Experiment: GPU vs CPU for Sparse Parity Methods¶

Date: 2026-03-14 Status: FINDING Issue: #6

Question¶

Does running sparse parity methods on GPU (PyTorch CUDA) produce useful energy or performance data? Sub-question of "Is ARD or DMC the better energy proxy?"

What was performed¶

Reimplemented three sparse parity methods (GF(2), SGD, KM) in PyTorch CUDA. Ran them on an NVIDIA L4 via Modal Labs, matching the numpy harness config: n=20, k=3, hidden=200, lr=0.1, wd=0.01, batch=32, hinge loss, seed=42.

Ran 5 times to measure variance. Compared against CPU numpy baselines from bin/reproduce-all.

What was produced¶

Run	GF(2)	SGD (37 epochs)	KM
1	1.7ms	1014ms	663ms
2	2.1ms	1676ms	1016ms
3	2.0ms	1367ms	844ms
4	2.3ms	1603ms	899ms
5	2.0ms	1571ms	921ms
Mean	2.0ms	1446ms	869ms
Std	0.2ms	254ms	127ms

100% accuracy on all 5 runs, 37 epochs for SGD on all 5 runs.

GPU vs CPU comparison¶

Method	CPU (numpy)	GPU mean	GPU/CPU ratio
GF(2)	0.5ms	2.0ms	4x slower
SGD	142ms	1446ms	10x slower
KM	1.1ms	869ms	790x slower

Cost¶

$0.002-0.003 per run. Total for 5 runs: ~$0.012.

Can it be reproduced?¶

# GPU (requires Modal account)
pip install modal
modal token set
modal run bin/gpu_energy.py

# CPU baseline
PYTHONPATH=src python3 bin/reproduce-all

Finding¶

GPU is 4-790x slower than CPU for sparse parity at n=20/k=3. Consistent across 5 runs.

GF(2) is sequential row reduction (XOR). Can't parallelize. Runs on CPU even inside a GPU container. 4x overhead from container/PyTorch setup.
SGD has the same epoch count (37) but each epoch is 10x slower. The weight matrix (200x20) is too small for CUDA kernel launch overhead to amortize.
KM is 790x slower. It runs 20 small independent operations, each launching a CUDA kernel for a tiny tensor.

The ARD vs DMC proxy comparison is still unanswered. These workloads don't stress the GPU memory subsystem, so measuring GPU energy here tells you nothing about memory access patterns. That question needs nanoGPT-scale workloads.

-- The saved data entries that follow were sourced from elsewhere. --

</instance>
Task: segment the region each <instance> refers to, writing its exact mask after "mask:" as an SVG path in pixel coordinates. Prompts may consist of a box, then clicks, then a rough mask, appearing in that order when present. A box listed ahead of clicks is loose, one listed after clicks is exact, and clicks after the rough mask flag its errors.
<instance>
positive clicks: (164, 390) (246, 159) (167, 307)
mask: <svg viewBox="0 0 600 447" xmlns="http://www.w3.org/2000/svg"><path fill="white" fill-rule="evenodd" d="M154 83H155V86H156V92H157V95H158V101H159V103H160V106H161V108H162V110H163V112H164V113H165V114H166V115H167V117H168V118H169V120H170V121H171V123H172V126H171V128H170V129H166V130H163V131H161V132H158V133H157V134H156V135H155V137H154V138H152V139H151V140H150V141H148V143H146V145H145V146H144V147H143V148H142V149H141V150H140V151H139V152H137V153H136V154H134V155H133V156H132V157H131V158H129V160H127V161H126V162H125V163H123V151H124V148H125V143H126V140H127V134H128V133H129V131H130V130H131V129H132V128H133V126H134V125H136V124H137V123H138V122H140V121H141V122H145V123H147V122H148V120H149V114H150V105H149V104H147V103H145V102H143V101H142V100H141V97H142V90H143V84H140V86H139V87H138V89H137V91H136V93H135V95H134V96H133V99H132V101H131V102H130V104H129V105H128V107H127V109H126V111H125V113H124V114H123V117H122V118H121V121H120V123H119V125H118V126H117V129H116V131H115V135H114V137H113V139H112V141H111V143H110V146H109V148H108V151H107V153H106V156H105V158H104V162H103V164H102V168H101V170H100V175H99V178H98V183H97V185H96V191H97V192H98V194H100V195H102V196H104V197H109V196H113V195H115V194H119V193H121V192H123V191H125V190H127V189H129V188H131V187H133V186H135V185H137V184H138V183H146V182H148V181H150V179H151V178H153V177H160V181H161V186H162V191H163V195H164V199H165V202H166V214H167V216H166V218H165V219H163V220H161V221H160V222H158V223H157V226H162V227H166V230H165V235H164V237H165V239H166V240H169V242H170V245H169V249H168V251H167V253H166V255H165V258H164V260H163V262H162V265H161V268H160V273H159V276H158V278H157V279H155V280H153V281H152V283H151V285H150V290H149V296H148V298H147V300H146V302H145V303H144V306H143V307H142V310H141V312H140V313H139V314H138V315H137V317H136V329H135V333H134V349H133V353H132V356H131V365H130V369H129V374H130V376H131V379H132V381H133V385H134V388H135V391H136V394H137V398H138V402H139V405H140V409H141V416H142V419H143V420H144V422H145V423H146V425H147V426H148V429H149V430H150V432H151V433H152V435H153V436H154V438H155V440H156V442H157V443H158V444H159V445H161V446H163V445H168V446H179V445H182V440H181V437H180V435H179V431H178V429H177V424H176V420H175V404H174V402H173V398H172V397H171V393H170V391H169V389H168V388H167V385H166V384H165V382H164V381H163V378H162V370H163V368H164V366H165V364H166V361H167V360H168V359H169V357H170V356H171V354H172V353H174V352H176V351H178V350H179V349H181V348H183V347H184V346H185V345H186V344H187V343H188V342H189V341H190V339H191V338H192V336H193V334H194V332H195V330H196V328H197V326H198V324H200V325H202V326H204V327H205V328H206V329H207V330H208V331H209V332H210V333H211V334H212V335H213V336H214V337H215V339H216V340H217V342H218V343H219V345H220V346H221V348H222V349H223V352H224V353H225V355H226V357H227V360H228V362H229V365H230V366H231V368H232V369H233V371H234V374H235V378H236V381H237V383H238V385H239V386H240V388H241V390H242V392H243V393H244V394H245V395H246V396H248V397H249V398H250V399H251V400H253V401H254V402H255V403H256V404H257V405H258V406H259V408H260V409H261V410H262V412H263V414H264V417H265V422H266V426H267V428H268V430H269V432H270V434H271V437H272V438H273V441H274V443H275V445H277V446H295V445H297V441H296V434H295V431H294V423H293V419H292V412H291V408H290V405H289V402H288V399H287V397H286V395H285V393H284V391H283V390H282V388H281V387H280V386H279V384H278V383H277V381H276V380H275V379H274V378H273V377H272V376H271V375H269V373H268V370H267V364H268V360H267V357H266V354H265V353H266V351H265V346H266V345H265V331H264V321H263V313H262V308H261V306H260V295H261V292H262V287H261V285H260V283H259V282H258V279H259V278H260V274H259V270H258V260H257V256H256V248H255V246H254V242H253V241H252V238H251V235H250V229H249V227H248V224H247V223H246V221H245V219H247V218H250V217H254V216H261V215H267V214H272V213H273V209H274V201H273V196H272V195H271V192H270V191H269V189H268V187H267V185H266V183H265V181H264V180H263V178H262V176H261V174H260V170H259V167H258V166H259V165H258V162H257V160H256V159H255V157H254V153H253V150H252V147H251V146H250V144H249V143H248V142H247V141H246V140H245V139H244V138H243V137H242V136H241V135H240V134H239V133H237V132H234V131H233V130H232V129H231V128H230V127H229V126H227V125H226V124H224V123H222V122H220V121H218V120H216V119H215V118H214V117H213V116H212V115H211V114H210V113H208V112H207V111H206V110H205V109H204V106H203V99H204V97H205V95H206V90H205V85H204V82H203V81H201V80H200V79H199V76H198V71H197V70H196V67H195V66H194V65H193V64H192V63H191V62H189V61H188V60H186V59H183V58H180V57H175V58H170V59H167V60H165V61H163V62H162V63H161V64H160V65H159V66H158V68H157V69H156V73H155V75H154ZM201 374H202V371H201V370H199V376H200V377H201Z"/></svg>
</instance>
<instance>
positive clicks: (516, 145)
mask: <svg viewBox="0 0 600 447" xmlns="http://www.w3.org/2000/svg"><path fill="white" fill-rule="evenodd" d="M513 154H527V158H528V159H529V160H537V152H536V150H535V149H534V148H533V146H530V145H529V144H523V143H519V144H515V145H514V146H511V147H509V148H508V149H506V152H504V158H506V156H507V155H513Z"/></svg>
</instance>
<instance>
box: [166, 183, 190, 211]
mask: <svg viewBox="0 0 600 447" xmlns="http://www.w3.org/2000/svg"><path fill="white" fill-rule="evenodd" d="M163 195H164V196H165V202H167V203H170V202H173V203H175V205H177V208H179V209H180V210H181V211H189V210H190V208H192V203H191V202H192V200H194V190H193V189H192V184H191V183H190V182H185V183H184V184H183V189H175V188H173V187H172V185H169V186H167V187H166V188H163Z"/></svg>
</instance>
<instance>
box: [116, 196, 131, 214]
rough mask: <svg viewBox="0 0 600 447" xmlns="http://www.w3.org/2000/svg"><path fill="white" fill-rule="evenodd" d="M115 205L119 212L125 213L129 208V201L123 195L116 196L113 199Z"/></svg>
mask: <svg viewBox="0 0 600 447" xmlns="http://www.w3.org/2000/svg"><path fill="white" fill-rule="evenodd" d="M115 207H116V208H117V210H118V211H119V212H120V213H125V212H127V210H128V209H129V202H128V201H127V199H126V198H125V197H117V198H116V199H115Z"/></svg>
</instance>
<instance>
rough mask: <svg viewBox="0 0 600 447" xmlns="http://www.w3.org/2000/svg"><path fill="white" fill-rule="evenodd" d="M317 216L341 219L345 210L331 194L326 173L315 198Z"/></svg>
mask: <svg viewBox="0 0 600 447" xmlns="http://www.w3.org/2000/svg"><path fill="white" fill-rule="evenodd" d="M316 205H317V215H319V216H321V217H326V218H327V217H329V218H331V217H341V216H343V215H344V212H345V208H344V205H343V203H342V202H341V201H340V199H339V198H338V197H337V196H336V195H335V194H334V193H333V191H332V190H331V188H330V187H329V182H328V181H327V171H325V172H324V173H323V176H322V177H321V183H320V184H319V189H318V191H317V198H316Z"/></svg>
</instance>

What's useful: The bin/gpu_energy.py pipeline works (PyTorch on Modal, matching Yaroslav's gpu_toy.py pattern). When the group moves to nanoGPT, this script is the starting point. At sparse parity scale, use CPU wall-clock time.

Files¶

Script: bin/gpu_energy.py
This document: findings/exp_proxy_comparison.md
Reproduce: modal run bin/gpu_energy.py